SEO
Optimizing Interaction To Next Paint: A Step-By-Step Guide
This post was sponsored by DebugBear. The opinions expressed in this article are the sponsor’s own.
Keeping your website fast is important for user experience and SEO.
The Core Web Vitals initiative by Google provides a set of metrics to help you understand the performance of your website.
The three Core Web Vitals metrics are:
This post focuses on the recently introduced INP metric and what you can do to improve it.
How Is Interaction To Next Paint Measured?
INP measures how quickly your website responds to user interactions – for example, a click on a button. More specifically, INP measures the time in milliseconds between the user input and when the browser has finished processing the interaction and is ready to display any visual updates on the page.
Your website needs to complete this process in under 200 milliseconds to get a “Good” score. Values over half a second are considered “Poor”. A poor score in a Core Web Vitals metric can negatively impact your search engine rankings.

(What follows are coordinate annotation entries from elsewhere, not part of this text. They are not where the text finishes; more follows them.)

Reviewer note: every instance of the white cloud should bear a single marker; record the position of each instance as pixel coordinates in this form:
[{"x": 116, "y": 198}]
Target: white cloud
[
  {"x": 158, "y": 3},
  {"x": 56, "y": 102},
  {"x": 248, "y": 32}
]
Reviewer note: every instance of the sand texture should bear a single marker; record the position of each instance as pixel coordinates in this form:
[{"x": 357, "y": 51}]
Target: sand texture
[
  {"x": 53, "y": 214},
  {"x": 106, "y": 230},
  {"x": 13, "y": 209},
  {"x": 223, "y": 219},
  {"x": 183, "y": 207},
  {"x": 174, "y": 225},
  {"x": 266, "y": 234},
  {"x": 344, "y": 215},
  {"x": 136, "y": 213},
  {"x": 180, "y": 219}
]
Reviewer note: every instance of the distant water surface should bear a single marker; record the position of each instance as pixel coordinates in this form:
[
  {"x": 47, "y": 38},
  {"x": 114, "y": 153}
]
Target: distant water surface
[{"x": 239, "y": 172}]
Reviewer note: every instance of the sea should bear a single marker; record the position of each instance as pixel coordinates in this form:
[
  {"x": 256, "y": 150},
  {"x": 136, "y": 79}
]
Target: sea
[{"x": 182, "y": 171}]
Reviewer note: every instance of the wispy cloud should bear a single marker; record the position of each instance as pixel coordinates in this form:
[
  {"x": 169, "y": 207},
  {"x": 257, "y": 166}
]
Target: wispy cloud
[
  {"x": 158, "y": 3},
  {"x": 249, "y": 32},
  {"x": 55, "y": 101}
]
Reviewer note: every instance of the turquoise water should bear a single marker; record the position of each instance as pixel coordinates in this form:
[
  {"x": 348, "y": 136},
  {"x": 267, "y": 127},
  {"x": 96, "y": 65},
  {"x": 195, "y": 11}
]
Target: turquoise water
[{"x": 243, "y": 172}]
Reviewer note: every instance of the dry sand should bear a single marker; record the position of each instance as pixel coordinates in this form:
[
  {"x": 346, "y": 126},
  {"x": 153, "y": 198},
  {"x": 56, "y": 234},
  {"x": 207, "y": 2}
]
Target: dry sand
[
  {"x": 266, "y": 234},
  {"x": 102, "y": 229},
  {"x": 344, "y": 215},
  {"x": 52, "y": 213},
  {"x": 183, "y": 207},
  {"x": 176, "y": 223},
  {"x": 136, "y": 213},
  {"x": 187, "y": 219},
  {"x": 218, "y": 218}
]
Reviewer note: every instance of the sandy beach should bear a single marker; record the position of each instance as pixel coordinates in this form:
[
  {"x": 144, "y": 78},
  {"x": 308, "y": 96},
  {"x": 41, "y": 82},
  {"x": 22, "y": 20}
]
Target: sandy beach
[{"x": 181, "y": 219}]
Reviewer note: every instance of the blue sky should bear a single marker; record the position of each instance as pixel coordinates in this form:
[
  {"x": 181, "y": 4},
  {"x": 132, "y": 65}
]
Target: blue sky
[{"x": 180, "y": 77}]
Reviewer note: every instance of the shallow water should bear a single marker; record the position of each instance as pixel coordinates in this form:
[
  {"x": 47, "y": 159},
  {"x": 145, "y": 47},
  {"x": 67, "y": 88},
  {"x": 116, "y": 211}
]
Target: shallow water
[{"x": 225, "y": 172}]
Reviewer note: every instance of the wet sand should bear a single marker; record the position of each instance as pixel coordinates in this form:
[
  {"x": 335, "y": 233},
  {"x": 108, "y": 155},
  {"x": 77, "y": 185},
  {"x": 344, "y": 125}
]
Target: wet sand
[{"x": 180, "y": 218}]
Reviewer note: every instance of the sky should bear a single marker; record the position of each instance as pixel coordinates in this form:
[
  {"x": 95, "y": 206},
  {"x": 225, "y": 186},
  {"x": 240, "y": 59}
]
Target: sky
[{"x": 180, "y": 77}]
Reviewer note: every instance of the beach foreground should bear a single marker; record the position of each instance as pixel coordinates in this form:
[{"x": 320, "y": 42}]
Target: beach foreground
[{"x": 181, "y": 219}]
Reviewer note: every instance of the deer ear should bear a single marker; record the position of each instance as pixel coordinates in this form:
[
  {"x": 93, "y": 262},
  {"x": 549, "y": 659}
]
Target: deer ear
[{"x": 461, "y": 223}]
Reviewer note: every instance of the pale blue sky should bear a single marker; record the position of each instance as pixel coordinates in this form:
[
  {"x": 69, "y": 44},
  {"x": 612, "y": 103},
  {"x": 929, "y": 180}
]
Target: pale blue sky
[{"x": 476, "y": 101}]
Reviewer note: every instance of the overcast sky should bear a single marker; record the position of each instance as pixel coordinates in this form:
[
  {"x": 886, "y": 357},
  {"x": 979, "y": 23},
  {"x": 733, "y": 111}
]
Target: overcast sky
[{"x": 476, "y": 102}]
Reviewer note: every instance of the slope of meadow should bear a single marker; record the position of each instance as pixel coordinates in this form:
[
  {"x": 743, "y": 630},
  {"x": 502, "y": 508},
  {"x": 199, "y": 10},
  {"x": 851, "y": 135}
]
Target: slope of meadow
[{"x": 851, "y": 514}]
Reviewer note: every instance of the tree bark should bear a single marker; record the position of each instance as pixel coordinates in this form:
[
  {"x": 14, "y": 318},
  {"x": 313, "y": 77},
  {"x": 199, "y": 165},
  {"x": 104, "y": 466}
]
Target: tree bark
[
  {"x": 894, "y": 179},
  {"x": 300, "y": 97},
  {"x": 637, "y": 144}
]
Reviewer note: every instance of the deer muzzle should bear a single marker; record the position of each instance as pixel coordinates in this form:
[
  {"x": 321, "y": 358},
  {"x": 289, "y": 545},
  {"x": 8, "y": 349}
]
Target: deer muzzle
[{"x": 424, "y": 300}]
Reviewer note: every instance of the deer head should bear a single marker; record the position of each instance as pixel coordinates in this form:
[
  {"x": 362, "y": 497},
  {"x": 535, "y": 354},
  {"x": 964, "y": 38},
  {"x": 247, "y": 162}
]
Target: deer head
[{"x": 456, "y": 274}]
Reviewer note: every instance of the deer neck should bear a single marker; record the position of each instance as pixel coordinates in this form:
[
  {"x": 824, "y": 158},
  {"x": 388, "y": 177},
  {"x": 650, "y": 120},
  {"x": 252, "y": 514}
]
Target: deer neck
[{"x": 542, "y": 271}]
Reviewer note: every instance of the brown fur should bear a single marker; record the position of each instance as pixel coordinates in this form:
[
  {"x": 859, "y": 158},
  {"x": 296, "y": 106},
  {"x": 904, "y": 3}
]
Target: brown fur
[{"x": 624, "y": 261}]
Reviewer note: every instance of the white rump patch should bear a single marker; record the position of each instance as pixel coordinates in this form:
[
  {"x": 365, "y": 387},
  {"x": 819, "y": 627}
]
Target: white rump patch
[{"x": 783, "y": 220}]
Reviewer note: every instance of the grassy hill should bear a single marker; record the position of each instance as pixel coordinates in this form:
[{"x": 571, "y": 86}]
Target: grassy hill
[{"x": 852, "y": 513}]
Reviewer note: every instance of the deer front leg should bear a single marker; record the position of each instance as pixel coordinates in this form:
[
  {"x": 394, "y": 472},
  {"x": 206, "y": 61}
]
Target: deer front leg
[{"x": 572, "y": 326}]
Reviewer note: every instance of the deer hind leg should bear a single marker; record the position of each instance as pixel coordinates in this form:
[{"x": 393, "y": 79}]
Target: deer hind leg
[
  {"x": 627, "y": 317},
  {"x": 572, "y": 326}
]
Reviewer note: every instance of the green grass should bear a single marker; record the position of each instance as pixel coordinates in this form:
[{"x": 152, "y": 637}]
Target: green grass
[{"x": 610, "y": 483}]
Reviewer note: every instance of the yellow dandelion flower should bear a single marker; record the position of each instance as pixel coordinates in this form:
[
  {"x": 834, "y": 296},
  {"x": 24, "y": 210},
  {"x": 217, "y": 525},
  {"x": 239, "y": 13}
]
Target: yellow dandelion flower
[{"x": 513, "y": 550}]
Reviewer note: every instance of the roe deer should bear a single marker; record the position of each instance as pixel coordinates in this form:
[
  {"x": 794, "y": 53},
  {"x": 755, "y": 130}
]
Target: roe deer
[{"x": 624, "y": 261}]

Google collects INP data from real visitors on your website as part of the Chrome User Experience Report (CrUX). This CrUX data is what ultimately impacts rankings.
How To Identify & Fix Slow INP Times
The factors causing poor Interaction to Next Paint can often be complex and hard to figure out. Follow this step-by-step guide to understand slow interactions on your website and find potential optimizations.
1. How To Identify A Page With Slow INP Times
Different pages on your website will have different Core Web Vitals scores. So you need to identify a slow page and then investigate what’s causing it to be slow.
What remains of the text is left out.